HUBERT EDWARDS: A matter of life and debt


Hubert Edwards

Given the need for growth, let us consider where we are. The most recent budget has a primary deficit of $60m and a projected debt servicing payment of $512m. With these numbers in mind, the economist Marla Dukharan highlighted the nature of The Bahamas’ present predicament. She stated in a report: “It is important to note that, up to a certain point, acquiring debt has a positive impact on GDP [growth]. According to the IMF, up to around 30 percent of GDP, debt has a positive impact on growth, but beyond 30 percent, the positive effect diminishes with each additional dollar of debt until around 56 percent of GDP. At this point, every additional dollar of debt has a negative impact on GDP.”

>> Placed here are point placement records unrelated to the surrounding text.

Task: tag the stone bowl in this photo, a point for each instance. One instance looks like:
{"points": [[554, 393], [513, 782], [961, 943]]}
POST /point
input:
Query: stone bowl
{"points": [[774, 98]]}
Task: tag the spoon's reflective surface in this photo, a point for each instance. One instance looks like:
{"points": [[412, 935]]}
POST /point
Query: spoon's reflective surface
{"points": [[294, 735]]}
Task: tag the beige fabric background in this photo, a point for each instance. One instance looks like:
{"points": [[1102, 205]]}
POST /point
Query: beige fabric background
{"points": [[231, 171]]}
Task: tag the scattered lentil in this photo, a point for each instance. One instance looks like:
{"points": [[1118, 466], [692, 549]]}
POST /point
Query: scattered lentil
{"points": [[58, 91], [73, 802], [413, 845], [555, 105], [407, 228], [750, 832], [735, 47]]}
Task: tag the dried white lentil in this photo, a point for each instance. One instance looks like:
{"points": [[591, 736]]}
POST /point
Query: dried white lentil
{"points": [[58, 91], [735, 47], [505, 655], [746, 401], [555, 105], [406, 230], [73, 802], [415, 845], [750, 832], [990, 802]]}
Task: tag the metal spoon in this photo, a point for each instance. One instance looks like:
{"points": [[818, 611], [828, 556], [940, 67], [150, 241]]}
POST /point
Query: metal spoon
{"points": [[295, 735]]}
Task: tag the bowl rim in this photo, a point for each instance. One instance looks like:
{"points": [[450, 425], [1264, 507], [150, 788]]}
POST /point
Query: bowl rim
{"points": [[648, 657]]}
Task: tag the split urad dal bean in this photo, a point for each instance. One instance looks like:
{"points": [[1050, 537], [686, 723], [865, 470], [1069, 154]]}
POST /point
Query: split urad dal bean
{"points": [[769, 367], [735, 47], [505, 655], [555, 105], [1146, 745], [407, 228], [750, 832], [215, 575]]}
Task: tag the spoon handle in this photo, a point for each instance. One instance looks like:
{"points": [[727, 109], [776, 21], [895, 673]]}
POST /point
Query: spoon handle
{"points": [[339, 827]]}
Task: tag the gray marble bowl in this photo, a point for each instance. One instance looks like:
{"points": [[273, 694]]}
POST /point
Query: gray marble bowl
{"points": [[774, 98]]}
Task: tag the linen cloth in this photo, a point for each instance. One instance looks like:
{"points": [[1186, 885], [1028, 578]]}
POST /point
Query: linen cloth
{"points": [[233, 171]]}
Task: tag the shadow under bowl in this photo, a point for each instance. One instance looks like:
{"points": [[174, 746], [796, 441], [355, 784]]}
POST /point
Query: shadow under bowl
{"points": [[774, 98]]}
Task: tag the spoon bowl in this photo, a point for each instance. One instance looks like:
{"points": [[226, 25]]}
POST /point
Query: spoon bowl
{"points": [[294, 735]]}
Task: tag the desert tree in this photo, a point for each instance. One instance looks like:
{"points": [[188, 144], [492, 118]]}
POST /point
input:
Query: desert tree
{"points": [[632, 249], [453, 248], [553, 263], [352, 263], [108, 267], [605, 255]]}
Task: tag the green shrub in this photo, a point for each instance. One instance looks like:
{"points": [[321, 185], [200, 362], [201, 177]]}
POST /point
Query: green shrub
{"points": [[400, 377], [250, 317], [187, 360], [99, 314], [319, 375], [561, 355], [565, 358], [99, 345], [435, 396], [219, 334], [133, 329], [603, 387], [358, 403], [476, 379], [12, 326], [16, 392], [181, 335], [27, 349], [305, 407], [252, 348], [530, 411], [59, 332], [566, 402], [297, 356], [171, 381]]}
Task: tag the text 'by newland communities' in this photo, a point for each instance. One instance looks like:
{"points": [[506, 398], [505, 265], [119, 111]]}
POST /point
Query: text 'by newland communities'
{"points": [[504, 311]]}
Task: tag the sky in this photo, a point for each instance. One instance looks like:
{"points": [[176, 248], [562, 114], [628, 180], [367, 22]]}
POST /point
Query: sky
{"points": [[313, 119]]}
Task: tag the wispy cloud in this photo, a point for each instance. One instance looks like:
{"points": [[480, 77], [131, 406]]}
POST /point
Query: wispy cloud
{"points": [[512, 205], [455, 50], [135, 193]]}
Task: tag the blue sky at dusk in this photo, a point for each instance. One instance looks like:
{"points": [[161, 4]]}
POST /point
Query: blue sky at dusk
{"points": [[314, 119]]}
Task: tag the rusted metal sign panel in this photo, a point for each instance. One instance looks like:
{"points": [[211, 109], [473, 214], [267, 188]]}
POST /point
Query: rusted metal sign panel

According to the Budget, The Bahamas’ debt-to-GDP ratio is projected to settle at 82 percent. However, if calculated on the basis of a significantly-contracted $9.5bn economy, with a projected debt of $10.5bn, it becomes clear what we are faced with. If the International Monetary Fund (IMF) position holds, the country has a significant amount of work to do to claw itself back to a place where deficit financing is growth generating. Bear in mind that The Bahamas has generally not demonstrated the ability to secure robust growth. It is therefore unlikely to demonstrate otherwise in the face of downward pressures exerted by the level of debt on the Government’s books. Historical anemic growth rates must be reversed, but the ability to do that just became more difficult. I therefore continue to suggest, as I have done repeatedly for more than ten years, that The Bahamas must get aggressive about growing the economy. Let us take some chances and make some bold moves; let us not settle for the current economic construct but work to expand and enhance whatever exists.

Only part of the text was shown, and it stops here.